In “A Fifty Year Silence: Love, War and a Ruined House in France” (Crown), Mouillot sets out to learn about her grandparents’ wartime experience, specifically about what happened between them that caused a rift that was never healed. Her grandparents Anna and Armand were French Jews who survived the War by escaping Nazi-occupied France for refugee camps in Switzerland. Armand went on to become an interpreter at the Nuremberg Trials, and in 1948 they bought a stone house in a small village in the South of France and set about rebuilding their lives. But in 1953 Anna, a physician, took her children and left her husband. Other than a brief encounter, the two never saw each other again. Nor did either remarry or reveal what split them apart.

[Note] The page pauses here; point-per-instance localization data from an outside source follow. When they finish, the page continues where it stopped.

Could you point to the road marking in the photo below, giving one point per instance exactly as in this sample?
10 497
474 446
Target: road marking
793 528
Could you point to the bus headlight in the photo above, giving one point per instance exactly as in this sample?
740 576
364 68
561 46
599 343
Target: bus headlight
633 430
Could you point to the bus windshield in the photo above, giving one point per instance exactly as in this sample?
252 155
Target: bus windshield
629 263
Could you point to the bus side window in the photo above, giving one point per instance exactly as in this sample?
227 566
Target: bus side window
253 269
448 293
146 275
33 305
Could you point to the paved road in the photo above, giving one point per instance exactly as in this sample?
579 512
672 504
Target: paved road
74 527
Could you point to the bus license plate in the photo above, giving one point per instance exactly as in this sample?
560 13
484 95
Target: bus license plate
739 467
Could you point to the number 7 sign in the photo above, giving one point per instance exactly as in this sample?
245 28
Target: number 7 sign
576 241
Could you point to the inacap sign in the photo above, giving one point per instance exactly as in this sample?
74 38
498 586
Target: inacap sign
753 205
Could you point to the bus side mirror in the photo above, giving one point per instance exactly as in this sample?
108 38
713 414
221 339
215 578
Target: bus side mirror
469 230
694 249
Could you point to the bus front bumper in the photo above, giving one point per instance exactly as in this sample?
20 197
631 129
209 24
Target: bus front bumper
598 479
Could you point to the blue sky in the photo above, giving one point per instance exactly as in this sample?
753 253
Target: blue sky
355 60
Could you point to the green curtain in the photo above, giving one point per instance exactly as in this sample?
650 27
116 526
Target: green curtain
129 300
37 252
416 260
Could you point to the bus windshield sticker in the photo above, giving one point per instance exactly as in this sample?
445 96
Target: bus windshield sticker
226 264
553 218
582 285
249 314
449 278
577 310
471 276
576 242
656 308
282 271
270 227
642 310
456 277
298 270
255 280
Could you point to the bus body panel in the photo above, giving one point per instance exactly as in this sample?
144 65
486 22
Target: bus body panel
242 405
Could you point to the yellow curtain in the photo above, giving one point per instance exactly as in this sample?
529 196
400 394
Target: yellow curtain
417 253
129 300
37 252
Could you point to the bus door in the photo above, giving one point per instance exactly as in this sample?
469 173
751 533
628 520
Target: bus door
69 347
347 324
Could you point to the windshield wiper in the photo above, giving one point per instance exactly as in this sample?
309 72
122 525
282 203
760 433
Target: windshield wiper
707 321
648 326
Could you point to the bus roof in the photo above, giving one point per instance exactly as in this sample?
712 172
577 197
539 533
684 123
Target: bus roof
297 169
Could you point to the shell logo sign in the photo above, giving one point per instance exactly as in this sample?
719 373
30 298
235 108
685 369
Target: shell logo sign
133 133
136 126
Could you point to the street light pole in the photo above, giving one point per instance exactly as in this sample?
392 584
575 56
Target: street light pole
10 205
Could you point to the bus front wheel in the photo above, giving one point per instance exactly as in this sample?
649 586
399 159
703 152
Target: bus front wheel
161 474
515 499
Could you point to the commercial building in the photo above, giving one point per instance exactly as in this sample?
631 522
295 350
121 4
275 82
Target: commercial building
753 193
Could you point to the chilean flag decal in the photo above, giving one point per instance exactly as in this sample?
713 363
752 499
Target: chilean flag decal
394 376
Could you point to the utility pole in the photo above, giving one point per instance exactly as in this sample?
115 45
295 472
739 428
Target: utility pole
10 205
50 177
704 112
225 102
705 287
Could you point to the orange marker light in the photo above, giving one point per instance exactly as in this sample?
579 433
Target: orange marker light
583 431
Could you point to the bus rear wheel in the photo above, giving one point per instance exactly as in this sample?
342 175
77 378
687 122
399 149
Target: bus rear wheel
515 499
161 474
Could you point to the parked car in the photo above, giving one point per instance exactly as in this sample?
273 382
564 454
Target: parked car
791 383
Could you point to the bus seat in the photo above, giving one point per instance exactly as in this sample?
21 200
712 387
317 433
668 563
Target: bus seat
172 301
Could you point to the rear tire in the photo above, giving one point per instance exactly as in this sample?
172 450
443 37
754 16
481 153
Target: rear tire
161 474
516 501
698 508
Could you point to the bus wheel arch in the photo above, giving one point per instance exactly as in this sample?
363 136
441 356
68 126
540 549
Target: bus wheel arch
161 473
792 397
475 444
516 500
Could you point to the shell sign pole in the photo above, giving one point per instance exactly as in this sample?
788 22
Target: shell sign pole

The author was very close to her grandmother Anna, a psychiatrist in New York who had a second home in Asheville. She got to know her grandfather — who would visit Asheville, but only when Anna wasn’t around — when she spent a year in a Swiss boarding school. To try to crack the family mystery of what drove them apart, Mouillot moved to the crumbling stone house in France and spent ten years there. Through writing this intriguing and unusual memoir, she comes to understand their differing attitudes to War, and also about what Armand heard, experienced and carried away from the Nuremberg Trials.

Like the other authors, Mouillot provides a collage of history, memory and secrets, searching for complicated truths.